It’s been an eventful week for the market considering the overall lack of news. Markets have calmed from the OPEC announcements made last week and responded to a bearish inventory report that weakened prices on Wednesday. Yesterday’s announcement of Nigeria’s potential strike has been one catalyst for prices rallying higher at the end of the week.
The EIA mostly supported the API in their reported inventory stats this week, though the news was rather bearish for markets. There was a moderate inventory draw for crude, but a large combined build for refined products. A net inventory build combined with high refinery run rates sent prices on a downward spiral mid-week.
Crude oil prices are lower this week, beginning the week at $58.32 and opening this morning at just $57.63, a decline of 69 cents. Prices saw up-down-up movements on both Wednesday and Thursday thanks to the EIA and the threat of reduced production in Nigeria.
Prices fell drastically Wednesday as markets fully processed the EIA data, however they gained back most of their losses near the end of yesterday’s trading session. Monday saw diesel prices open at a strong $1.9383, the highest opening price of the week. Four days of losses followed, though today is on an upward trek which could potentially restore diesel to its early week prices.

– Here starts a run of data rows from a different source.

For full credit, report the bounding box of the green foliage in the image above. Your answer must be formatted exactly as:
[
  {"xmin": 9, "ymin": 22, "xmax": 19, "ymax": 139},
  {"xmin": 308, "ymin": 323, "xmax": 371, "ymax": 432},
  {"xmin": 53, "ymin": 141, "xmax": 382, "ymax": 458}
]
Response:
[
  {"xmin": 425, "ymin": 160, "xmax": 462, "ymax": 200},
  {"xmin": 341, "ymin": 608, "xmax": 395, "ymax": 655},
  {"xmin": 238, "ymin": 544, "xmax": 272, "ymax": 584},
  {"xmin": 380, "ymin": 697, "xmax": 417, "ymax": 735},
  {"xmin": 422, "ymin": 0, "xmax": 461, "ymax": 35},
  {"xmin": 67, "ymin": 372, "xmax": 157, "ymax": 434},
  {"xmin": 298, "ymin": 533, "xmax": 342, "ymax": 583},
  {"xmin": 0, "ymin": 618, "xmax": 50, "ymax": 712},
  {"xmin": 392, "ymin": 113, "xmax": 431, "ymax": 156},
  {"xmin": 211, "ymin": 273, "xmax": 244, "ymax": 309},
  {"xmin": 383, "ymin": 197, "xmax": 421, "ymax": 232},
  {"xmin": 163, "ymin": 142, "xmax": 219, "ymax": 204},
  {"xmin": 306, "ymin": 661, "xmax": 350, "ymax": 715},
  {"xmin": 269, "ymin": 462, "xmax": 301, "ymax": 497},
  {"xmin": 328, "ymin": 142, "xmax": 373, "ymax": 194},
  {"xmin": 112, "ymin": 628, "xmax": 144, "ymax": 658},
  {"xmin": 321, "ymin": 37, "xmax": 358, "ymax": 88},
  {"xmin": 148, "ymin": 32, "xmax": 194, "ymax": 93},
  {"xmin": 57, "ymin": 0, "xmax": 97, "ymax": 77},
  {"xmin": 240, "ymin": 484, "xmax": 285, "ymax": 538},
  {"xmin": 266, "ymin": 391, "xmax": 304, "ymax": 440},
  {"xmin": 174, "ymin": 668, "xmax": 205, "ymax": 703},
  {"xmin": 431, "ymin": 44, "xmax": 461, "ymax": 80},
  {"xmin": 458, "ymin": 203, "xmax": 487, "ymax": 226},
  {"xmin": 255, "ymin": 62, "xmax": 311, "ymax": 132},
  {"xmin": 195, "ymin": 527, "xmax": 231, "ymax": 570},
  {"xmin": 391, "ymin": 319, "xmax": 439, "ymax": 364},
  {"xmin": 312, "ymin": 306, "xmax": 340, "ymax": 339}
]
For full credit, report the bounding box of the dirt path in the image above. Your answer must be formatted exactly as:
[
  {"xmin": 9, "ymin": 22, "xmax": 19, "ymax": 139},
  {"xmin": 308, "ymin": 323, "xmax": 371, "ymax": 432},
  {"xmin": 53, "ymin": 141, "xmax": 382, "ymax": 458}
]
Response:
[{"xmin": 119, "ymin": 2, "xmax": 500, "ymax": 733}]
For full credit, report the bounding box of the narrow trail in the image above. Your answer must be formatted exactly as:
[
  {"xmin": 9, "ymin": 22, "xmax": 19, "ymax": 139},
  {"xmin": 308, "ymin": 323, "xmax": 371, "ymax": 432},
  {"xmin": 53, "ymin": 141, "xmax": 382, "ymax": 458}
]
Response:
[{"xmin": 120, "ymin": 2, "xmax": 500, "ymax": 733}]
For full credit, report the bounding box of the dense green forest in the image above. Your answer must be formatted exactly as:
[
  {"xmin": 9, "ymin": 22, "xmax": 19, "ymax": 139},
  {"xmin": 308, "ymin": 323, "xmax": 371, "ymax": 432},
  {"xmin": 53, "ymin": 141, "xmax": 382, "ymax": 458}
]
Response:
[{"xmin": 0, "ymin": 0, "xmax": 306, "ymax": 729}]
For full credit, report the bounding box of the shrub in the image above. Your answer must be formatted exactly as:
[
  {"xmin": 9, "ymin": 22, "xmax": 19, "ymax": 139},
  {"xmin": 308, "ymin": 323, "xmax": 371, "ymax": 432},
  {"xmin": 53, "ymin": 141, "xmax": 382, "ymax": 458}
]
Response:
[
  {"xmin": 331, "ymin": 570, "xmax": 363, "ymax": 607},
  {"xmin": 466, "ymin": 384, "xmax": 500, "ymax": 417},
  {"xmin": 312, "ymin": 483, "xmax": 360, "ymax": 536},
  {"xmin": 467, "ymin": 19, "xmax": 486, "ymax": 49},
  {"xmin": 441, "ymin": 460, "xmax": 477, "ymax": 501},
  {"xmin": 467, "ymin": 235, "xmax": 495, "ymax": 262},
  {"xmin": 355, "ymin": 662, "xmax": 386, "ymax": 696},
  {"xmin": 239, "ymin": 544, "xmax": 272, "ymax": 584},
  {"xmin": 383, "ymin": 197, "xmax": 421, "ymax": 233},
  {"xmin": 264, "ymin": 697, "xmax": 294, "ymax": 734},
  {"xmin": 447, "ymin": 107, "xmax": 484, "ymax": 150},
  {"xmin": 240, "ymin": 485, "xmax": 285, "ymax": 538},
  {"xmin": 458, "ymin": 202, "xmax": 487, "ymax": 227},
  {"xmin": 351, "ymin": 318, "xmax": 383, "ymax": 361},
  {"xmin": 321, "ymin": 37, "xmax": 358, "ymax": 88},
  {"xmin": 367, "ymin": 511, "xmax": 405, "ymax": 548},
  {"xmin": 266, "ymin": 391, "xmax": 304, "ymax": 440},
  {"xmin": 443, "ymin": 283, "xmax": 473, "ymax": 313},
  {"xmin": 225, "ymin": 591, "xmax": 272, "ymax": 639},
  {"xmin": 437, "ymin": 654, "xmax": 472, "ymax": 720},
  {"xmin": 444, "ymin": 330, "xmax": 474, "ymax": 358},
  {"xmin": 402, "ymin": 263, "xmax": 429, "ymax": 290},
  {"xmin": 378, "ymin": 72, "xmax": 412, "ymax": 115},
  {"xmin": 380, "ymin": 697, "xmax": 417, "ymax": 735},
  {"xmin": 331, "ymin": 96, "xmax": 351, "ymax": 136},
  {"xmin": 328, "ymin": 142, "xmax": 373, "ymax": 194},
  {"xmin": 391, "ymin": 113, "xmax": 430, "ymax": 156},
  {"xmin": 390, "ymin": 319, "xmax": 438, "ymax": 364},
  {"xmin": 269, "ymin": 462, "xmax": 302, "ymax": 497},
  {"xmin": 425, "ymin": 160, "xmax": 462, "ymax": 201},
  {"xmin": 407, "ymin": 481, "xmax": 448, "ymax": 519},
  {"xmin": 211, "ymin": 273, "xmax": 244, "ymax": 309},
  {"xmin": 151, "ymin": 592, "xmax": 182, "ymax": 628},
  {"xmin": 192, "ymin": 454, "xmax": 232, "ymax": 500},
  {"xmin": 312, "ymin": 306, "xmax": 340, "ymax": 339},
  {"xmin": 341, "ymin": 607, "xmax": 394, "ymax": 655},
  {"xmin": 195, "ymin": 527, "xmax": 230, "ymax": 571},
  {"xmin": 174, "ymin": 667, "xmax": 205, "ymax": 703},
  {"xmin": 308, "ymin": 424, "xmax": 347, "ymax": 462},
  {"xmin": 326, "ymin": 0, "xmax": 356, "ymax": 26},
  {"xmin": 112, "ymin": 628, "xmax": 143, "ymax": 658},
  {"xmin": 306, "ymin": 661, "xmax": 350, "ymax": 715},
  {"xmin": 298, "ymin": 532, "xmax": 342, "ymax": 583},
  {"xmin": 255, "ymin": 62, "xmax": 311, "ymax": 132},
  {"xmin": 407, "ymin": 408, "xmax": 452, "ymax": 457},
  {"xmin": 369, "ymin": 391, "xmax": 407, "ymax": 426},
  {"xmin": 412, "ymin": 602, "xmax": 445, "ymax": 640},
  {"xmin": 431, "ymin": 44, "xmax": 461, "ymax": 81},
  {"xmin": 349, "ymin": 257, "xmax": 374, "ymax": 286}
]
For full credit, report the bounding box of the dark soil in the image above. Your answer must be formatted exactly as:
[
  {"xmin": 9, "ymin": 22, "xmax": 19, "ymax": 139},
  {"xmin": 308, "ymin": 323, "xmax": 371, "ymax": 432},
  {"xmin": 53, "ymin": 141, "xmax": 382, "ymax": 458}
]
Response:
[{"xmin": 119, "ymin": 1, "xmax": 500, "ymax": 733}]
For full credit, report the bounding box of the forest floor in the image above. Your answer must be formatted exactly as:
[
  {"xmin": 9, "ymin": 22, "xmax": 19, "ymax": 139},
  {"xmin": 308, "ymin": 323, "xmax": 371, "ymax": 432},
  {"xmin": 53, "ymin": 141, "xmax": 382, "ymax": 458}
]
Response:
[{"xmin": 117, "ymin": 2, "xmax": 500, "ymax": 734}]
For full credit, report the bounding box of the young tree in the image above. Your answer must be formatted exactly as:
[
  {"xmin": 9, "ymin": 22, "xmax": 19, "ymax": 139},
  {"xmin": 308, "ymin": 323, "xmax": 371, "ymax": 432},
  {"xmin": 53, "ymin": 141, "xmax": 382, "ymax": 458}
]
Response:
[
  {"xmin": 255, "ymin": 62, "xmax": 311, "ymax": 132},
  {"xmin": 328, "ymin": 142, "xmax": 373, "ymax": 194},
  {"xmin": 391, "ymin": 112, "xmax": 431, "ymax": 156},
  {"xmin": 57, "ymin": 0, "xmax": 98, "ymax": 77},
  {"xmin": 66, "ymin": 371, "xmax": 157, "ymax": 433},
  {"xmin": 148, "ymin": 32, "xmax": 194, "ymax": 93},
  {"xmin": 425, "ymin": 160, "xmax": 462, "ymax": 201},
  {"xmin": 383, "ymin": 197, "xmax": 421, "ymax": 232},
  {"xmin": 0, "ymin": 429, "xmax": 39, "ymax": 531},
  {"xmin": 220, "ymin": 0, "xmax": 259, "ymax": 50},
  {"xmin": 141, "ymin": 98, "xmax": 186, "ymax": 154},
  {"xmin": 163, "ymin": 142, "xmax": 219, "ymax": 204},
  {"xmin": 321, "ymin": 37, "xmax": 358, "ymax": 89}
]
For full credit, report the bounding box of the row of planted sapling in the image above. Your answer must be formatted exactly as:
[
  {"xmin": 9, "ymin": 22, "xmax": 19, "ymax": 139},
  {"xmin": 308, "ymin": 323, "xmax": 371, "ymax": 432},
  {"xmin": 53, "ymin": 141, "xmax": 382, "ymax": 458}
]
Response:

Gasoline prices began the week at $1.7365, but like diesel, could not maintain its strength seeing huge losses on Wednesday closing at $1.6609, its lowest closing price since mid-October. Prices followed the oil complex trend for the week and rallied on Thursday, recovering some of its losses from a bearish EIA report. Today prices opened at $1.7206, just over a penny and a half under the weeks opening price to close the week lower.